Could i use meteor-security in meteor method?

Question

Could i use meteor-security in meteor method?

thearabbit opened this issue 9 years ago · comments

Could i use meteor-security in meteor method like this:

Meteor.method({
   myMethod: function(roles) {
   Posts.permit('remove').ifHasRole({role: roles}).apply();
   }
});

And then we call it before insert or after submit.

Eric Dobbertin · Answer 1 · Tue Mar 24 2015 09:52:26 GMT+0800 (China Standard Time)

No it is a substitute for allow/deny, so it applies to client-side insert/update/remove calls only.

John Gonzalez · Answer 2 · Mon Sep 21 2015 01:42:07 GMT+0800 (China Standard Time)

The other hand.
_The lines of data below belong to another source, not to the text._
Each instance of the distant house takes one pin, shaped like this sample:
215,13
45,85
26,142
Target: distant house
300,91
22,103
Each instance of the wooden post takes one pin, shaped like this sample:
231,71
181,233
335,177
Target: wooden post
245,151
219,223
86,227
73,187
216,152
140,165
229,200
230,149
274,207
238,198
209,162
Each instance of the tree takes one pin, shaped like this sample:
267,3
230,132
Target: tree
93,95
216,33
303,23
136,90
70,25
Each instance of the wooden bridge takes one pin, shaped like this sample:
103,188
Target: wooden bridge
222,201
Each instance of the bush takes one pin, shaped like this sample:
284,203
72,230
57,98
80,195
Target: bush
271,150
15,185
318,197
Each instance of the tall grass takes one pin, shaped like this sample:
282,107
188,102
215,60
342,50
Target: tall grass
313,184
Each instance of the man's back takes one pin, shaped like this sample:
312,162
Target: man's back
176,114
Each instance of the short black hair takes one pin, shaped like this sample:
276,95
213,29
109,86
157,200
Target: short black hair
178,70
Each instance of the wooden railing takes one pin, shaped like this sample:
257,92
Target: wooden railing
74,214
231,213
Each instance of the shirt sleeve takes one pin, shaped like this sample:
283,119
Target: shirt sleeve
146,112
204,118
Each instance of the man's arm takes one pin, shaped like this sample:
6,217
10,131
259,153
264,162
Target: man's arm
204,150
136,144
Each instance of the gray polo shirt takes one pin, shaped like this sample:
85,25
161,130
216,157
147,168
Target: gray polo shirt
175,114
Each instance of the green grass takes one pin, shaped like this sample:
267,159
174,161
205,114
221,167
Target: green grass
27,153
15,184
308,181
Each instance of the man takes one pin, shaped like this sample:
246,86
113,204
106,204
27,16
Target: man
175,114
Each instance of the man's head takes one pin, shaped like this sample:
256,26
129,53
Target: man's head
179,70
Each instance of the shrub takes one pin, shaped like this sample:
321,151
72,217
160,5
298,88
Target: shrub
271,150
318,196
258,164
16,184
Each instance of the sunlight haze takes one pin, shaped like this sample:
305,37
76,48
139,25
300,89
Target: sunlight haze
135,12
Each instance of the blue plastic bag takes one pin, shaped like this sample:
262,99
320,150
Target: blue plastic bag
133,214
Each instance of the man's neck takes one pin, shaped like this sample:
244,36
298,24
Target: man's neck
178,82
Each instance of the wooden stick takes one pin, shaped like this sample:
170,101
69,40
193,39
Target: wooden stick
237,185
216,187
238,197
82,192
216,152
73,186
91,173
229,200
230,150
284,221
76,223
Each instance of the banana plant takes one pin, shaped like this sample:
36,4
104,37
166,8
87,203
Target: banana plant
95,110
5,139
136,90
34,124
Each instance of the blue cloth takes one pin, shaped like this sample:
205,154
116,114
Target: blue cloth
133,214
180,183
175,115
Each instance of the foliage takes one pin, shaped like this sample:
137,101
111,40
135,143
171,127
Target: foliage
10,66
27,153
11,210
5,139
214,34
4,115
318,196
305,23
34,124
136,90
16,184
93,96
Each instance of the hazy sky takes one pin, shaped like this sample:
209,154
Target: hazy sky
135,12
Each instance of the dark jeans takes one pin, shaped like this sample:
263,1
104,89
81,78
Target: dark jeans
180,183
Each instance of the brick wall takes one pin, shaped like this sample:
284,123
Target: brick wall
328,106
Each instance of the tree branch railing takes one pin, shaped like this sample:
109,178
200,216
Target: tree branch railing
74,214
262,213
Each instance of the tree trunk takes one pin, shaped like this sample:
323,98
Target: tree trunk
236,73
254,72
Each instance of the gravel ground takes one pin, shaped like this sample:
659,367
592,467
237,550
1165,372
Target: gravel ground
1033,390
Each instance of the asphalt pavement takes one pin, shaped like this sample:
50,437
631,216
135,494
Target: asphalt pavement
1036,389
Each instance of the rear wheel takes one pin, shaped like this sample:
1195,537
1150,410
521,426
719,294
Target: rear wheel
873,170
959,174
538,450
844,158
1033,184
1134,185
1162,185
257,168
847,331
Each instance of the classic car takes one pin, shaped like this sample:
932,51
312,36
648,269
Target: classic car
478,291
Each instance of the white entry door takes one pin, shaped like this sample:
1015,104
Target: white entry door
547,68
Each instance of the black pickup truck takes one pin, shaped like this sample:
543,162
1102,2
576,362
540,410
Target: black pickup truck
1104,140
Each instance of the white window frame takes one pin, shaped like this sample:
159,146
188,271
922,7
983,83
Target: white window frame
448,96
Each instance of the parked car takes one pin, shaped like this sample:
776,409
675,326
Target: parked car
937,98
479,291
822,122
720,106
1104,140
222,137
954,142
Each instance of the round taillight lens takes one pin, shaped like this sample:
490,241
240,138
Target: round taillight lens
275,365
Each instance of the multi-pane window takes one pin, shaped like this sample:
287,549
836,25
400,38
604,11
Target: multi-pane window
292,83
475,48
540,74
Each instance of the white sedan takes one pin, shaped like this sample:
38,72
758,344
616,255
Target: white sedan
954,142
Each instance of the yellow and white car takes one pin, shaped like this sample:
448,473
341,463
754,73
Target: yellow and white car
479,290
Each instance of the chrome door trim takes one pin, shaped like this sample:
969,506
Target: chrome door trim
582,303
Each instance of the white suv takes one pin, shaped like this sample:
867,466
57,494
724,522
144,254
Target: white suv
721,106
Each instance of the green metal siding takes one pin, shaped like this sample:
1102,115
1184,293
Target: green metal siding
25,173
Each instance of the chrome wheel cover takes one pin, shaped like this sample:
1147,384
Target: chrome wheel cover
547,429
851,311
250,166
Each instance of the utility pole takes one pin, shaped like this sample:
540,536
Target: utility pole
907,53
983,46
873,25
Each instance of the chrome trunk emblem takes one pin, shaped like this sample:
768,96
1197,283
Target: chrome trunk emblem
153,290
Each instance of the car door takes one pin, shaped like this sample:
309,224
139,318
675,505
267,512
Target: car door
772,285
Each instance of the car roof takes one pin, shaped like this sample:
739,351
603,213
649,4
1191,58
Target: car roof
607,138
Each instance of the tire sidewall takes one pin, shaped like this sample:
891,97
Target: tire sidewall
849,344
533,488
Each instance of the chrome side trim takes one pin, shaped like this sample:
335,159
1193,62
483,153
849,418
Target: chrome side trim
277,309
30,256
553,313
Could i use meteor-security in meteor method like this:

// In server/security.js
Posts.permit('remove').ifHasRole('admin').apply();

// In server/methods.js
Meteor.method({
   myMethod: function(post) {
     Post.insert(post);
   }
});

Eric Dobbertin · Answer 3 · Mon Oct 05 2015 10:31:40 GMT+0800 (China Standard Time)

If you add the dispatch:run-as-user package, you can use Meteor.runRestricted to apply allow/deny rules in server code such as a method:

Meteor.method({
   myMethod: function(post) {
     Meteor.runRestricted(function() {
       Post.insert(post);
     });
   }
});

I'm also working on an enhancement to this pkg to provide direct server support.